Digitale effecten | Hoofdcontrole
6 6.2 Scènes
De oproepbare parameters van StudioLive zijn als volgt gegroepeerd:
4 Mute: Alle mute-statussen. Dit omvat ingangskanalen, aux en FXA en FXB.
4 FX: Alle parameters voor de interne effecten toegewezen aan FXA en FXB.

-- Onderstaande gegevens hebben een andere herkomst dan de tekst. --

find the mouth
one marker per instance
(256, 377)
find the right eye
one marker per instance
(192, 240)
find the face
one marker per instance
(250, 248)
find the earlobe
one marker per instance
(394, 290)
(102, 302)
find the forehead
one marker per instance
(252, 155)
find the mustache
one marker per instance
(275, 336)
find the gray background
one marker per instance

4 Wijst toe: Alle uitgangs- en busroutering. Dit bevat:
9 FX-busroutering naar net- en hulpapparatuur
9 Stereokoppeling voor alle kanalen en bussen
9 USB keert terug naar ingangen
9 solo-statussen voor kanalen en bussen
9 Monitorbustoewijzingen
4 EQ en Dyn: verwerking van alle Fat Channel-dynamiek, filterparameters en
panpositie voor elk kanaal en elke bus.
4 Aux Mix: alle parameters voor aux-mixen, waaronder:
9 Kanaals verzenden naar aux-mixen
9 kanalen verzenden naar FXA en FXB
9 Pre1/Pre2-posities voor elke aux- en FX-bus
4 Faders: Alle faderposities.
4 GEQ: Grafische EQ-instellingen voor de stereo grafische equalizer.
4 Potten: Alle digitale knopposities:
9 FXA- en FXB-niveaus
9 Solobusniveau
9 Telefoonniveau
9 Monitorniveau
Tip van de Power User: Als u knopposities (groepspotten) inschakelt als onderdeel van het terugroepen
van scènes, blijven alle digitale knoppen (FXA- en FXB-niveaus, Solo Bus, Phones, Monitor) op hun
opgeslagen positie totdat ze worden handmatig verplaatst. Zodra aan een knop wordt gedraaid, springt de
waarde ervan naar de waarde van de huidige fysieke positie. Als u van plan bent een scène op te slaan en de
groep "potten" later terug te roepen, wordt u daarom ten zeerste aanbevolen het terugroepblad achterin deze
handleiding te gebruiken om de opgeslagen positie van deze bedieningselementen te noteren.
Het is belangrijk op te merken dat de terugroepgroepen geen effect hebben op welke
parameters bij een scène worden opgeslagen. Alle opgeslagen parameters worden bij
een scène opgeslagen, ongeacht welke terugroepgroepen zijn ingeschakeld.